Researchers have proposed RL methods for controlling large language models, such as RLHF and unsupervised environment design. Macaron contributes to this literature by demonstrating RL in a real‑world, multi‑domain, cross‑lingual environment. The FireAct project previously established that RL improves reasoning accuracy by 77% over prompt‑based agents; Macaron extends this idea by training RL policies not only on reasoning tasks but also on memory management, code synthesis and dialogue style. It highlights the importance of hierarchical design, credit assignment, and fairness constraints in scaling RL to personal agents.
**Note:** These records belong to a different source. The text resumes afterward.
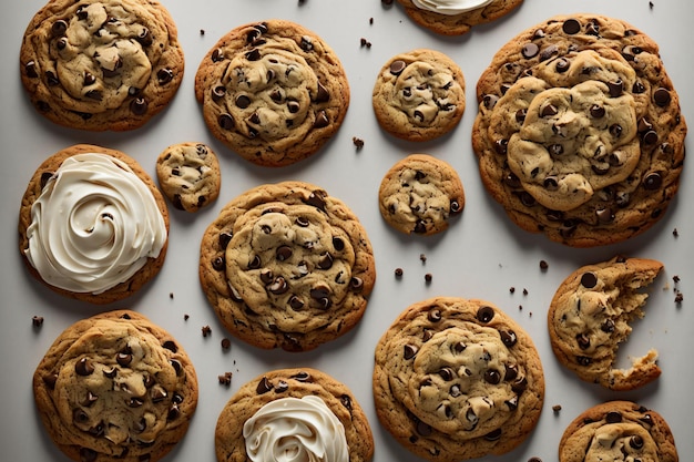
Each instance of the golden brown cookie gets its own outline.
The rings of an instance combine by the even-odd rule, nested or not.
[[[186,433],[197,378],[181,345],[130,310],[65,329],[33,374],[48,435],[70,459],[155,462]]]
[[[374,437],[341,382],[316,369],[279,369],[245,383],[215,430],[218,462],[368,462]]]
[[[630,369],[615,368],[616,352],[644,316],[663,264],[645,258],[614,257],[572,273],[557,289],[548,327],[557,359],[582,380],[611,390],[632,390],[657,379],[657,352],[635,358]]]
[[[544,376],[528,333],[483,300],[437,297],[408,307],[376,347],[381,425],[420,458],[503,454],[534,429]]]
[[[200,280],[224,326],[259,348],[306,351],[354,328],[376,280],[354,213],[303,182],[254,187],[203,235]]]
[[[285,20],[237,27],[207,52],[195,97],[210,132],[254,164],[315,154],[340,127],[349,84],[330,47]]]
[[[116,150],[76,144],[57,152],[22,197],[22,258],[33,277],[67,297],[110,304],[135,294],[162,268],[167,245],[164,197]]]
[[[21,81],[50,121],[126,131],[161,112],[183,80],[176,25],[156,0],[49,0],[20,50]]]

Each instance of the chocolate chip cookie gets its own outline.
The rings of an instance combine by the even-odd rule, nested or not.
[[[386,223],[405,234],[432,235],[448,228],[465,207],[456,170],[428,154],[410,154],[386,173],[378,191]]]
[[[576,417],[559,443],[559,462],[677,462],[665,419],[630,401],[596,404]]]
[[[184,70],[176,25],[156,0],[50,0],[27,27],[19,60],[39,113],[89,131],[144,125]]]
[[[166,147],[156,160],[156,177],[173,206],[191,213],[216,201],[222,187],[217,156],[203,143]]]
[[[615,257],[586,265],[562,281],[548,311],[552,350],[582,380],[611,390],[632,390],[657,379],[657,352],[651,349],[630,369],[615,368],[616,351],[644,316],[663,264],[645,258]]]
[[[130,310],[75,322],[33,374],[39,415],[75,461],[157,461],[186,433],[197,379],[181,345]]]
[[[574,247],[623,242],[678,188],[686,124],[659,47],[629,23],[559,16],[482,72],[472,145],[521,228]]]
[[[483,300],[438,297],[408,307],[380,338],[378,419],[429,461],[502,454],[534,429],[544,376],[528,333]]]
[[[368,462],[374,437],[347,386],[316,369],[279,369],[229,399],[217,420],[215,449],[220,462]]]
[[[216,138],[254,164],[279,167],[333,137],[349,106],[349,84],[322,38],[269,20],[220,39],[197,69],[195,96]]]
[[[392,57],[372,91],[374,113],[388,133],[429,141],[453,130],[466,106],[465,78],[446,54],[427,49]]]
[[[233,335],[259,348],[305,351],[357,325],[376,269],[347,205],[318,186],[284,182],[222,208],[203,235],[200,279]]]
[[[164,196],[125,153],[76,144],[47,158],[19,212],[29,273],[67,297],[110,304],[154,278],[169,245]]]

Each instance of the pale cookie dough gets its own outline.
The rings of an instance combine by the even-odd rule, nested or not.
[[[384,176],[378,206],[395,229],[432,235],[462,212],[465,192],[451,165],[428,154],[410,154]]]
[[[432,462],[503,454],[540,418],[544,376],[528,333],[483,300],[438,297],[408,307],[376,347],[381,425]]]
[[[465,112],[465,78],[446,54],[427,49],[392,57],[381,68],[371,102],[379,125],[408,141],[453,130]]]
[[[616,351],[644,316],[644,291],[663,264],[615,257],[572,273],[557,289],[548,311],[552,350],[582,380],[611,390],[632,390],[657,379],[657,352],[651,349],[630,369],[615,368]]]
[[[130,310],[65,329],[33,374],[37,410],[70,459],[155,462],[185,435],[197,378],[181,345]]]
[[[559,462],[678,460],[665,419],[630,401],[609,401],[583,411],[559,443]]]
Reinforcement learning optimizes for reward, but reward functions encode human values that differ across cultures. Meta‑ethical questions arise: Should the agent maximize happiness, adhere to duty‑based ethics, or balance fairness with autonomy? Macaron addresses this by learning normative priors from cultural data. In Japan, where harmony and respect for social order are prized, the reward model emphasizes politeness, consensus and subtlety. In Korea, which values community resilience and bold innovation, the model rewards proactive assistance and transparency. These normative frameworks are not static; users can adjust ethical sliders, and Macaron explores value space under constraints. An ongoing research direction is integrating formal ethical theories—utilitarianism, deontology, virtue ethics—into RL agents so that they can explain the moral trade‑offs behind their actions. This is especially important for high‑impact decisions such as financial planning or healthcare recommendations.
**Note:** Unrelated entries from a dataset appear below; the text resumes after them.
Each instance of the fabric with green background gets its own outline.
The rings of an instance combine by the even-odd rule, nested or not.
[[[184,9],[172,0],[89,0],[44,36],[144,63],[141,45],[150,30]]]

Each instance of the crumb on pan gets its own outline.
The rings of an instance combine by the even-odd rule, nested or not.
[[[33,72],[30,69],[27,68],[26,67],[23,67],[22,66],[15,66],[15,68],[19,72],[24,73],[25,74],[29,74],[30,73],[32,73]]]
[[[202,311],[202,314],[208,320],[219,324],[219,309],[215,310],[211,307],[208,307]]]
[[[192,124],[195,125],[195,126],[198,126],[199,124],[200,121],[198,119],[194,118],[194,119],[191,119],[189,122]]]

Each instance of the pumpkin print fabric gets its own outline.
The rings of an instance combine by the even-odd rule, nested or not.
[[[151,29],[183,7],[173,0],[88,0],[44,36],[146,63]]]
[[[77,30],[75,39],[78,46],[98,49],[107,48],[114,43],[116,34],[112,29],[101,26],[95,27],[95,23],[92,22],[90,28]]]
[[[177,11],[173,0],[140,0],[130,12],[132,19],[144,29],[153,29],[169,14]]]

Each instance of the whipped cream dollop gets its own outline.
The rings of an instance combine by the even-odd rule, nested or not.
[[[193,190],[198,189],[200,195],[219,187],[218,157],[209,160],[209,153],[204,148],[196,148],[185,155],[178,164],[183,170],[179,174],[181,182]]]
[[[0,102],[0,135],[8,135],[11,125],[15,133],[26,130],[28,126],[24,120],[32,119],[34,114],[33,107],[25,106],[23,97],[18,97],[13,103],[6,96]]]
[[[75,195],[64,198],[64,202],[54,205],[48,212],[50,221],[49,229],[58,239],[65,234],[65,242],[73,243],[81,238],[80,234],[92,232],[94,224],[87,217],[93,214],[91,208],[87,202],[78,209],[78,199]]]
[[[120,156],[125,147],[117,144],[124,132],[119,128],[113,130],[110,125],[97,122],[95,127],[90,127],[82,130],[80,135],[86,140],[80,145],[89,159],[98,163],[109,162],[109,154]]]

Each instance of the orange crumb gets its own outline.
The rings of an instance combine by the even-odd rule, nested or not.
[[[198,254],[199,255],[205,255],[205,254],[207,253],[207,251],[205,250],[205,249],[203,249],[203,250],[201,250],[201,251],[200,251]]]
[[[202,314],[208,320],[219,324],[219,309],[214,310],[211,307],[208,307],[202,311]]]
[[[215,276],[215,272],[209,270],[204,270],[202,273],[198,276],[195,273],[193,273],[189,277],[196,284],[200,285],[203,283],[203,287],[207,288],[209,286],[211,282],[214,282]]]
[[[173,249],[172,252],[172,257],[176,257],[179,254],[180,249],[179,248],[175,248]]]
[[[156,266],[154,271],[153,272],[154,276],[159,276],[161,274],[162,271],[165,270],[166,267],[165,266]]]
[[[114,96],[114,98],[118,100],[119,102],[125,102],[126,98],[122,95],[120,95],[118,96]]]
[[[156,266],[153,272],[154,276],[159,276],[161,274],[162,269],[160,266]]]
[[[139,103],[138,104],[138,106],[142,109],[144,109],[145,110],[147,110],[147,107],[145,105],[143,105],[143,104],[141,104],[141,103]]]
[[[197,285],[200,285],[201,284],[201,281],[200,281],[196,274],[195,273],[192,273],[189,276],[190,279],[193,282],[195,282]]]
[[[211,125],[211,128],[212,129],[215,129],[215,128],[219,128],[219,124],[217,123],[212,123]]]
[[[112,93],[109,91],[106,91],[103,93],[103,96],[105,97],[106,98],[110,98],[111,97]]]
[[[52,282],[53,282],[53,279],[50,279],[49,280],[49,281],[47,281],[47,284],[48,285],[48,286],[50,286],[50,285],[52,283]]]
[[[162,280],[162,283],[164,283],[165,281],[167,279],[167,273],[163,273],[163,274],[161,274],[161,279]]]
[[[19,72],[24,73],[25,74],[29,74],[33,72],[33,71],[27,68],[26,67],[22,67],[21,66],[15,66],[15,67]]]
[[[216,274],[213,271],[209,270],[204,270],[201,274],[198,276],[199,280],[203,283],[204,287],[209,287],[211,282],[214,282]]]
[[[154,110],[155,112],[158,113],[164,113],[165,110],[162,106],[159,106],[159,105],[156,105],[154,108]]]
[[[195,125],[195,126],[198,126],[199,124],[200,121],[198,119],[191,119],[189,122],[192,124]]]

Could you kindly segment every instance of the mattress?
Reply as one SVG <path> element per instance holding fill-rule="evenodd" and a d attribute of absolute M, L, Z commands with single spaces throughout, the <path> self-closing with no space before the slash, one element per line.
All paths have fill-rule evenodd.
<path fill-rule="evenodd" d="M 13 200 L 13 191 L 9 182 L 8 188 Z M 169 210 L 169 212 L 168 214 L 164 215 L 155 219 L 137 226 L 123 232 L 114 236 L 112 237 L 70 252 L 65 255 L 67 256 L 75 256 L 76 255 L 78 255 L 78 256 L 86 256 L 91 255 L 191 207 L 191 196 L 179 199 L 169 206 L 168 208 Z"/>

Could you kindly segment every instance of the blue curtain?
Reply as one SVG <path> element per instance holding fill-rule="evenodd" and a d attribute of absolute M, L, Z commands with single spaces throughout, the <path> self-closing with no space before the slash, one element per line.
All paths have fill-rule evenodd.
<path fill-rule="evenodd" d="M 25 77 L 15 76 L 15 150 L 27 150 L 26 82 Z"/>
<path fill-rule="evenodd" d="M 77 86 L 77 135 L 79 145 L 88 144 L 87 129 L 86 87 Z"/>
Personal agents increasingly mediate interactions within families, teams and communities. Social reinforcement learning extends RL to multi‑agent settings, where agents must consider the welfare of multiple stakeholders. For example, when scheduling a family event, Macaron must balance individual preferences (privacy, workload) with collective satisfaction. Group rewards can be shaped using Pareto efficiency—ensuring that improving one member's outcome does not harm others—or fair division principles. In cross‑lingual contexts, group communication may happen in multiple languages; the agent must unify rewards across language boundaries while respecting cultural norms. Future research will explore equitable RL where marginalized voices are weighted more heavily, ensuring inclusivity. Other avenues include self‑play to simulate interactions between agents, meta‑learning to adapt to new group dynamics, and causal inference to disentangle correlation from causation in social feedback. These advances will allow Macaron and similar personal AIs to move from one‑to‑one interactions to orchestrating social experiences, making them invaluable partners in both Japanese and Korean society.